In the first 3 years of his life, we were so busy dealing with our son’s eczema and various severe allergies that we really didn’t pay any attention to his personality. Then he started school. School, which is unkind to boys to begin with, has a way of sharply underscoring the qualities that set a child apart from others. Our son was dreamy, distracted and had a tendency to keep to himself. He would look anywhere but at the teacher but be able to answer any questions on the subject being discussed – a parlor trick that caused no end of amazement to the adults interacting with him.
This was over half a dozen years ago, when behavioral disorders were not as much in the cultural mainstream as they are today. Still, we knew he was not like the other kids. I would like to say that we were enlightened enough to know he didn’t need to be tested, but it was most likely the social stigma which kept us from getting him a ‘label’.
Over the course of the years, the 3 guidelines I followed every time I wondered if he really needed external intervention were as follows –
– Could he make eye contact and carry on a conversation?
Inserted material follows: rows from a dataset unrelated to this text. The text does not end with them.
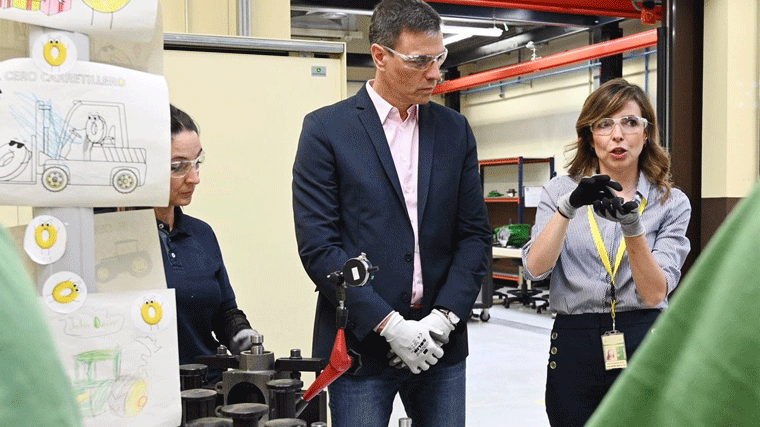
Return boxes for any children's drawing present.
[0,0,158,42]
[0,138,32,181]
[83,0,129,28]
[95,239,153,283]
[0,55,171,207]
[95,209,166,292]
[24,215,66,265]
[5,95,147,194]
[43,290,182,426]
– Was he coping at school?
– Did he have the ability to make friends and keep them?
So long as the answers to the three questions were in the affirmative, I decided he was ok – different but ok.
Now an excellent article in Newsweek discusses ‘quirky’ kids and how the definition of normal has changed over the years.
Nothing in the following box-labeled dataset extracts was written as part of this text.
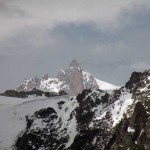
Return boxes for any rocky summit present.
[0,69,150,150]
[16,60,118,95]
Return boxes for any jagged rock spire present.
[69,59,81,69]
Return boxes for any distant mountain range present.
[16,60,119,95]
[0,61,150,150]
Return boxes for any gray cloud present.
[0,0,150,91]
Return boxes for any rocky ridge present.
[16,60,119,95]
[12,71,150,150]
More and more, kids who once would have been considered slightly out of step with their peers are emerging with diagnoses of sensory-integration dysfunction, dyspraxia and pervasive developmental disorder, to name a few.
I know this is true from personal experience. If ‘normal’ is a band in the behavior spectrum, that band has been shrinking dramatically. I notice that my son feels less and less out of place as the years go by, not because he has changed in any noticeable way, but that many of the kids around him have behavioral ‘issues’ that once would have just been called personality traits.
The Newsweek article goes on to say –
If we examine ourselves and those around us….we have to admit that everyone is, to a certain extent, odd….So when we worry about our kids’ strange behavior, is it because they deviate from our own expectations of what life should be like for a ‘well adjusted’ 5-, 7-, or 12-year old, or is it because the person in front of us is struggling way more than she should?
I guess the middle road between a behavioral diagnosis from experts and ignoring a potentially serious condition is to make sure your child is capable of coping and navigating his or her world. After that, it is up to us to celebrate your child’s differences.
The postscript to our experiences with our son’s quirkiness is that 6 years after he was born, we had a baby daughter. She is the poster child for ‘normal’. No matter how thin that band of acceptable behavior gets she will always be plumb in the middle of it. She is an uncomplicated child, a joy to have around and a breeze to bring up. And yet, I sometimes catch myself wishing she was a little more imaginative, a little more generous, sensitive and thoughtful – a little more like my quirky, difficult son.